MOGADISHU, Somalia (AP) - President Abdiqasim Salad Hassan said Saturday that his fledgling government will hold talks with opposition leaders in an attempt to bring them into his transitional administration.
Abdiqasim said the talks between government officials and members of an alliance of faction leaders known as the Somali Reconciliation and Reconstruction Council, or SRRC, will be held in a neighboring country ``very soon.''
``Hopefully the result will be something satisfactory for all ... (and) will lead to an administration where all of us participate,'' Abdiqasim said while opening a court in Mogadishu.
Factions still control much of this Horn of Africa nation of 7 million, and Abdiqasim's cash-strapped government has little influence outside of the capital, Mogadishu.
Abdiqasim and 245 legislators were elected at a peace conference in neighboring Djibouti in August 2000. Somalia previously had not had a central government since 1991, when opposition leaders joined forces to oust dictator Mohamed Siad Barre.

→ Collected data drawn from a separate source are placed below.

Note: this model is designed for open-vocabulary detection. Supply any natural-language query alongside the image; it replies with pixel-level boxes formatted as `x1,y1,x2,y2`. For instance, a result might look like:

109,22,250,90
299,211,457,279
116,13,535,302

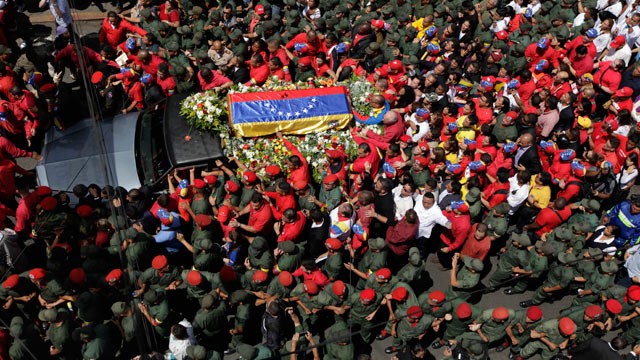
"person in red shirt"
264,181,297,220
524,198,571,239
384,60,407,92
198,67,233,92
354,111,405,150
268,57,291,82
557,162,586,202
267,39,290,69
472,92,494,126
0,101,25,142
122,74,148,113
245,53,270,86
562,45,594,78
0,158,29,208
550,71,572,99
158,0,180,28
481,168,511,209
593,59,624,97
438,201,471,267
292,259,330,288
99,12,147,48
156,63,176,97
286,30,322,59
385,209,419,268
524,37,556,67
129,50,166,79
460,223,491,261
14,184,40,235
564,29,598,59
232,193,274,237
605,86,634,122
276,132,310,184
277,209,306,242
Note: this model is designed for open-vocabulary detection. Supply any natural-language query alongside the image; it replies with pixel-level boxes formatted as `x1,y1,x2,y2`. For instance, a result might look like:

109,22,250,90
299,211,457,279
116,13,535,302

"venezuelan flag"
228,86,352,137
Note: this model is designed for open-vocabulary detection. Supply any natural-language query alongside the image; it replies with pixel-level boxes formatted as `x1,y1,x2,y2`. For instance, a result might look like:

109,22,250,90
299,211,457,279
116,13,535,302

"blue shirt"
607,200,640,244
153,212,183,253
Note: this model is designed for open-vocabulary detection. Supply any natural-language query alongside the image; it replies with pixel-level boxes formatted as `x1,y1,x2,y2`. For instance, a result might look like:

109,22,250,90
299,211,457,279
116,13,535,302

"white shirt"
392,185,419,220
507,175,530,210
48,0,73,27
625,244,640,278
168,319,197,360
594,33,613,54
572,12,586,28
329,206,355,240
405,114,430,142
413,201,450,238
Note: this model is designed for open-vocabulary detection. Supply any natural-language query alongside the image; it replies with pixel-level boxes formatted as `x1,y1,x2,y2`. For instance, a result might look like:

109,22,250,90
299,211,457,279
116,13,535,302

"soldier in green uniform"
565,304,605,344
386,305,434,354
317,280,354,322
345,288,381,345
572,260,617,306
518,317,576,359
492,111,519,143
507,44,528,75
485,203,509,240
346,237,388,289
265,271,298,299
470,307,515,346
443,333,488,360
520,252,577,307
242,269,271,293
363,267,399,295
274,241,303,273
188,6,206,33
544,225,572,257
432,301,480,349
139,289,175,338
111,301,139,359
324,321,355,359
171,65,196,94
186,344,222,360
157,22,181,48
123,231,153,270
246,236,274,272
318,174,343,213
192,294,230,353
79,326,113,360
33,196,68,248
190,181,212,216
0,274,38,317
322,238,344,281
396,247,426,289
236,342,275,360
503,306,544,356
290,280,322,328
39,309,73,359
139,8,162,38
136,255,182,295
228,290,257,354
488,233,530,290
569,222,591,253
509,22,533,48
568,199,600,230
505,240,554,295
447,253,483,300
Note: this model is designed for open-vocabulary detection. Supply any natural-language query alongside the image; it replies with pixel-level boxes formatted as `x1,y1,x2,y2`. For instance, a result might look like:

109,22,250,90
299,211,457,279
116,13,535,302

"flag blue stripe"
231,93,351,124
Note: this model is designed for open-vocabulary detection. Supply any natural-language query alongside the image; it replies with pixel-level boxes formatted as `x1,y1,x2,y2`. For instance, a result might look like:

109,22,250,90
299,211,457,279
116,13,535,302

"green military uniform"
294,64,316,83
567,199,600,229
317,281,354,317
247,236,274,272
144,290,173,337
139,264,181,291
44,311,73,359
396,248,425,286
441,301,482,342
323,321,355,360
566,308,596,343
508,308,544,352
241,270,270,293
485,204,509,239
125,232,152,270
413,2,433,18
275,241,303,273
443,332,488,360
190,193,211,216
238,186,258,210
347,290,382,343
323,251,344,281
319,186,342,213
229,290,255,348
356,238,388,289
530,253,577,305
39,277,65,305
520,319,570,359
474,308,515,343
569,223,591,253
447,257,483,300
193,294,229,340
392,311,434,347
410,167,431,189
81,337,110,360
364,273,399,295
34,209,68,245
546,225,573,257
572,261,616,306
507,45,528,74
492,114,519,143
290,282,322,327
466,188,483,222
488,233,530,288
236,343,274,360
181,270,225,301
171,65,196,94
510,241,552,294
266,276,297,298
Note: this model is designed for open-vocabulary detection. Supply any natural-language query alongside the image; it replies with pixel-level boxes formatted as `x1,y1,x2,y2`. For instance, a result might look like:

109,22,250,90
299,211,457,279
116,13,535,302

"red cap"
187,270,203,286
265,165,281,176
35,186,52,197
375,268,391,280
391,286,408,301
106,268,123,283
371,19,385,29
399,135,412,143
585,304,602,319
504,111,518,124
225,180,240,193
193,179,206,189
40,83,56,94
324,174,339,185
491,51,503,62
615,86,633,98
76,205,93,218
252,270,268,283
325,238,342,251
495,30,508,40
456,302,472,319
332,280,346,296
628,285,640,301
40,196,58,211
255,4,265,14
360,288,375,303
91,71,104,85
325,149,344,159
219,265,236,283
303,280,319,295
292,180,308,190
3,274,19,289
558,317,576,336
242,171,257,184
29,268,46,280
389,60,403,71
217,205,231,223
414,156,429,167
195,214,212,228
407,305,423,320
526,305,543,321
68,268,86,285
204,175,218,185
375,66,389,77
429,290,446,303
606,299,623,314
492,307,510,321
152,255,168,270
299,57,312,67
278,271,293,286
610,35,626,49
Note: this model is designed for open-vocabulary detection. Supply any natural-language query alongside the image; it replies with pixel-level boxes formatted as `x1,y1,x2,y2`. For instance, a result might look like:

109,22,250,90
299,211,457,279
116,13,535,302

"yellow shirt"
411,18,428,39
529,181,551,209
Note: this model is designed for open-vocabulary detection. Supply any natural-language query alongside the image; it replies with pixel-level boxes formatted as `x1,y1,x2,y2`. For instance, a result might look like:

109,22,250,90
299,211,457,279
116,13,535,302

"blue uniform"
606,201,640,244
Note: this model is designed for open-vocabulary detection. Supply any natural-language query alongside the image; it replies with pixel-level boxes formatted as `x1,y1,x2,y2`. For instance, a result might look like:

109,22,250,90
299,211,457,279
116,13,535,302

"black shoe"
224,348,236,355
520,300,533,308
496,341,510,352
385,346,397,354
432,340,444,349
504,288,516,295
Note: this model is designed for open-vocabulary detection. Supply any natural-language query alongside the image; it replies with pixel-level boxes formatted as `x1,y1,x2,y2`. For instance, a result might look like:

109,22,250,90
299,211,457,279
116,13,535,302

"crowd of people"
5,0,640,358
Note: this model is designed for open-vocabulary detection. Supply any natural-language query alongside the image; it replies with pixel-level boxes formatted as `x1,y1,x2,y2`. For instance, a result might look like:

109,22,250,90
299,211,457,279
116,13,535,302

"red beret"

Abdiqasim did not say Saturday in which country the talks would take place, but faction leaders said the meeting would be in Kenya.
Hassan Mohamed Nur, leader of the faction that controls much of the central regions of Bay and Bakol, said he and other members of the SRRC had received invitations to the talks from the Kenyan government.
The SRRC had agreed to meet ``any side without putting forward any preconditions,'' Nur said, adding that he will be leaving Somalia for Kenya on Oct. 31.
However, another member of the SRRC, Musa Sude Yalahow, one of three Mogadishu-based faction leaders opposed to the government and whose fighters have been active in the past few months, said he would not attend.
``Nothing will come out of the Kenyan initiative,'' he said.